A couple of days ago I found myself scratching my head over this terse definition of zip from anarki [1]: (def zip ls
(apply map list ls))
(test-iso "zip merges corresponding elements of lists"
'((1 2 3) (2 4 6) (3 6 9))
(zip '(1 2 3) '(2 4 6 7) '(3 6 9)))
When I understood it and replaced the naive recursive implementation in my toolbox, I found myself wondering if there's a better implementation for zipmax, which doesn't stop when the shortest list runs out: (def zipmax l
(if (some acons l)
(cons (map car l)
(apply zipmax (map cdr l)))))
(test-iso "zipmax returns as many elements as the longest list"
'((1 2) (3 4) (5 6) (nil 8))
(zipmax '(1 3 5) '(2 4 6 8)))
(Please feel free to suggest better names or implementations, as before - http://arclanguage.org/item?id=11111)Why is zipmax useful? It allows us to construct nctx. (def nctx(n l)
(apply zipmax (cdrs (- n 1) l)))
(def cdrs(n l)
(if (is n 0)
(list l)
(cons l (cdrs (- n 1) (cdr l)))))
(test-iso "nctx slides a window over a list"
'((1 2 3) (2 3 4) (3 4 nil) (4 nil nil))
(nctx 3 '(1 2 3 4)))
(test-iso "cdrs"
'((1 2 3) (2 3) (3))
(cdrs 2 '(1 2 3)))
nctx is surprisingly useful anytime you want to iterate over a list in a stateful way, with each iteration aware of the current and previous element, or current and next, etc.--- An illustration of nctx Here's how I use nctx to build a context-sensitive tokenizer.[2] In english, certain characters may or may not mark word boundaries depending on context. For example, single quotes shouldn't break up words when used as apostrophes, but shouldn't attach themselves to touching words within quoted sentences. (mac conscar(a l)
`(= ,l (cons (cons ,a (car ,l)) (cdr ,l))))
(def partition-words(s)
(unless (blank s)
(withs (firstchar (s 0)
ans (list (list firstchar))
state (charclass firstchar))
(each (last curr next) (nctx 3 (coerce s 'cons))
(if curr
(let newstate (charclass curr)
(if (is newstate 1)
(if (or (whitec last) (whitec next))
(= newstate 0)
(= newstate 2)))
(if
(is newstate state) (conscar curr ans)
(push (list curr) ans))
(= state newstate))))
(rev:map [coerce (rev _) 'string] ans))))
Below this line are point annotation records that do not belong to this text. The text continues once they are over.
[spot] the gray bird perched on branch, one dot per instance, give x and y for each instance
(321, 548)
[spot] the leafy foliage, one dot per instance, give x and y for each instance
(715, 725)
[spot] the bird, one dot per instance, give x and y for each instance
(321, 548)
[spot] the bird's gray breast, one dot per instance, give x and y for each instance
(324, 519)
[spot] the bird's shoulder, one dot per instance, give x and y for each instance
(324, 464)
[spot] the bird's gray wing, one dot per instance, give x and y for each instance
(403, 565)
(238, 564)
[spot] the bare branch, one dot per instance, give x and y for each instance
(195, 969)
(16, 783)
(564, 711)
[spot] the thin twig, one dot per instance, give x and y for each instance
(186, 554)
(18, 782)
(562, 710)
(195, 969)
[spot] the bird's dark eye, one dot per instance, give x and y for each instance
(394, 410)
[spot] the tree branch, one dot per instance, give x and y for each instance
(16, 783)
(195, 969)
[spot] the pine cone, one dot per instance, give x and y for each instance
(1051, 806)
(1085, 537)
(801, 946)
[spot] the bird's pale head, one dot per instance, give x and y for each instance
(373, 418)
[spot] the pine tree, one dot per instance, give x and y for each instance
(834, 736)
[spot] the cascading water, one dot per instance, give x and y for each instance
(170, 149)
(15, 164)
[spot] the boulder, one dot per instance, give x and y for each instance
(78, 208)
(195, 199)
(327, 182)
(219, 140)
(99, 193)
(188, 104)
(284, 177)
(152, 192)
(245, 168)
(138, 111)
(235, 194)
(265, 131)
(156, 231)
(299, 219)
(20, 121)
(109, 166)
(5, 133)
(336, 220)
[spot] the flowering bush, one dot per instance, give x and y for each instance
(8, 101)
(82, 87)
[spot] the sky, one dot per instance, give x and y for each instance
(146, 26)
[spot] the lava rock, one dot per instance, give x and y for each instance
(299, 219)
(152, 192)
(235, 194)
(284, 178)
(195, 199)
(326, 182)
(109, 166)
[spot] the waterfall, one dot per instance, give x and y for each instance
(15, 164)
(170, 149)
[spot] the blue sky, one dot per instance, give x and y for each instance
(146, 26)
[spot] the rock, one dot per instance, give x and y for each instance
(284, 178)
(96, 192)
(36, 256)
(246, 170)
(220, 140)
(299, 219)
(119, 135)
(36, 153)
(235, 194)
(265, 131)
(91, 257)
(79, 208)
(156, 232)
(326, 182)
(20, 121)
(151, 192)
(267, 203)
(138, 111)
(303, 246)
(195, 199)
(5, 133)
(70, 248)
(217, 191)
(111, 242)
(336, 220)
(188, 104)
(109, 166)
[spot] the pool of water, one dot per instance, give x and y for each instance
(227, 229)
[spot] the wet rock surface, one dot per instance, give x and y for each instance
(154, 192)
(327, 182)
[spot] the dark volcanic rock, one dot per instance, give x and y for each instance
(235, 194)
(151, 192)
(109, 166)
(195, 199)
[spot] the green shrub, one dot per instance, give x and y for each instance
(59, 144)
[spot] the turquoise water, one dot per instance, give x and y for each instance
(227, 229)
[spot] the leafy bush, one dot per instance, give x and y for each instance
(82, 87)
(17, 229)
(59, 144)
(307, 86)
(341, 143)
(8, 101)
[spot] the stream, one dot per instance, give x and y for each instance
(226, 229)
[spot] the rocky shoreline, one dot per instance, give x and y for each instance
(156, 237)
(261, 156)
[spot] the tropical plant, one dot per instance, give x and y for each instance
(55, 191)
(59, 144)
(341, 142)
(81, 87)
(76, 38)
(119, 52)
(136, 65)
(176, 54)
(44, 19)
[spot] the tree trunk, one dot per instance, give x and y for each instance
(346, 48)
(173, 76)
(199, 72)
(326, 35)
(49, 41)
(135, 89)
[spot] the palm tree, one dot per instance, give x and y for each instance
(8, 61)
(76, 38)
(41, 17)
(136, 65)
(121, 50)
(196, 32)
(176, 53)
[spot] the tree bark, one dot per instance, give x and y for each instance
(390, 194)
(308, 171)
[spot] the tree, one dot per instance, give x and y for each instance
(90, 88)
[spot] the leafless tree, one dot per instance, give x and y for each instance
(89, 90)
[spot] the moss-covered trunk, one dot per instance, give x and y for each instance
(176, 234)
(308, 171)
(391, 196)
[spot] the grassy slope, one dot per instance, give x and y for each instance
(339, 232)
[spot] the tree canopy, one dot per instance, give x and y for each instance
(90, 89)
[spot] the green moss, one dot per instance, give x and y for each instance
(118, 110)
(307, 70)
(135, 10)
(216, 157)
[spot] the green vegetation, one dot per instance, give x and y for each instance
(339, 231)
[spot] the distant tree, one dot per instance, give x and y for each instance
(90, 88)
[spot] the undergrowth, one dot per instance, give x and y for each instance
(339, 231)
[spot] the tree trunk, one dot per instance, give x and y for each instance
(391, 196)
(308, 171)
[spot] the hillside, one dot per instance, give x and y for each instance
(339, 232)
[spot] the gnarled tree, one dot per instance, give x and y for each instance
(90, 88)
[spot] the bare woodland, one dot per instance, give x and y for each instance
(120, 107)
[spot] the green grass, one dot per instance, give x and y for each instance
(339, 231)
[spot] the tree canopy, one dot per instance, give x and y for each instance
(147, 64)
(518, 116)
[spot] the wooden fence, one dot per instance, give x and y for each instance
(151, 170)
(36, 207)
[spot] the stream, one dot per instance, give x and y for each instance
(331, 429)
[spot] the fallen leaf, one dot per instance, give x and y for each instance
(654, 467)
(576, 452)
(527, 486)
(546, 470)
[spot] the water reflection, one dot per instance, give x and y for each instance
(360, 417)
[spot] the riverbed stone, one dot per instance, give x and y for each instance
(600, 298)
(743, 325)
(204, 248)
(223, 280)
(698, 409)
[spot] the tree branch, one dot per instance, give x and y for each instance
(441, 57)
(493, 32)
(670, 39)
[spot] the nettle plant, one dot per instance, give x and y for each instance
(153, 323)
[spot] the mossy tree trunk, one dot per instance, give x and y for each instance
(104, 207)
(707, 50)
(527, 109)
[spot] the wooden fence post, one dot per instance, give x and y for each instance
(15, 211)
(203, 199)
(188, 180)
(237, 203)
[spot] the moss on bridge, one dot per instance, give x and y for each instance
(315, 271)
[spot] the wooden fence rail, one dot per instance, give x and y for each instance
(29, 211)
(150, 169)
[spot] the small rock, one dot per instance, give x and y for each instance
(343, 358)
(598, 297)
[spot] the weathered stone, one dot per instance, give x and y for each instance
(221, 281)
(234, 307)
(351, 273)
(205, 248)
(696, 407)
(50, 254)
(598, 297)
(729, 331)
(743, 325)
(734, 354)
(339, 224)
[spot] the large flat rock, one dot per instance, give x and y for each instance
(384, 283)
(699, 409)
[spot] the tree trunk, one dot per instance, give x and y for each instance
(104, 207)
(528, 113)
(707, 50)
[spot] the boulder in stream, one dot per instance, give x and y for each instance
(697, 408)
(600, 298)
(with (NEVER-WORD* ";\"![]() \n\t\r"
MAYBE-WORD* ".,'=-/:&?")
(def charclass(c)
(let c (coerce c 'string)
(if
(posmatch c NEVER-WORD*) 0
(posmatch c MAYBE-WORD*) 1
2))))
So anyway, I'd love people's comments on this ball of parens. Is there an idiomatic or cheaper (in conses) non-recursive definition of zipmax? A better name for any of these functions?--- Footnotes: [1] rntz finally helped me figure it out: Apply right-associatively conses extra args together to form the list. (test-iso "apply strips outermost parens from last arg"
(list 3 '(1 2) '(3 4))
(apply list 3 '((1 2) (3 4))))
[2] PG's bayesian spam filter (http://paulgraham.com/better.html) uses a similar tokenizer, but it's described to only allow periods and commas within words. Here I permit other characters as well to match how humans read english: ' for apostrophes, - for hyphens, /=?& for urls, and : for timestamps. I couldn't find any scenarios where these characters should form word partitions without adjoining whitespace. Am I missing something?--- Appendix: Some more automated tests (anarki/lib/arctap.arc) (test-iso "nctx trivial"
'((1 nil))
(nctx 2 '(1)))
(test-iso "partition-words should partition along whitespace"
'("abc" " " "def")
(partition-words "abc def"))
(test-iso "partition-words should partition along punctuation"
'("abc" ", " "def")
(partition-words "abc, def"))
(test-iso "partition-words should intelligently partition along punctuation 1"
'("abc" " - " "def")
(partition-words "abc - def"))
(test-iso "partition-words should intelligently partition along punctuation 2"
'("abc-def")
(partition-words "abc-def"))
(test-iso "partition-words should intelligently partition along punctuation 3"
'("abc" " \"" "def" "\"")
(partition-words "abc \"def\""))
|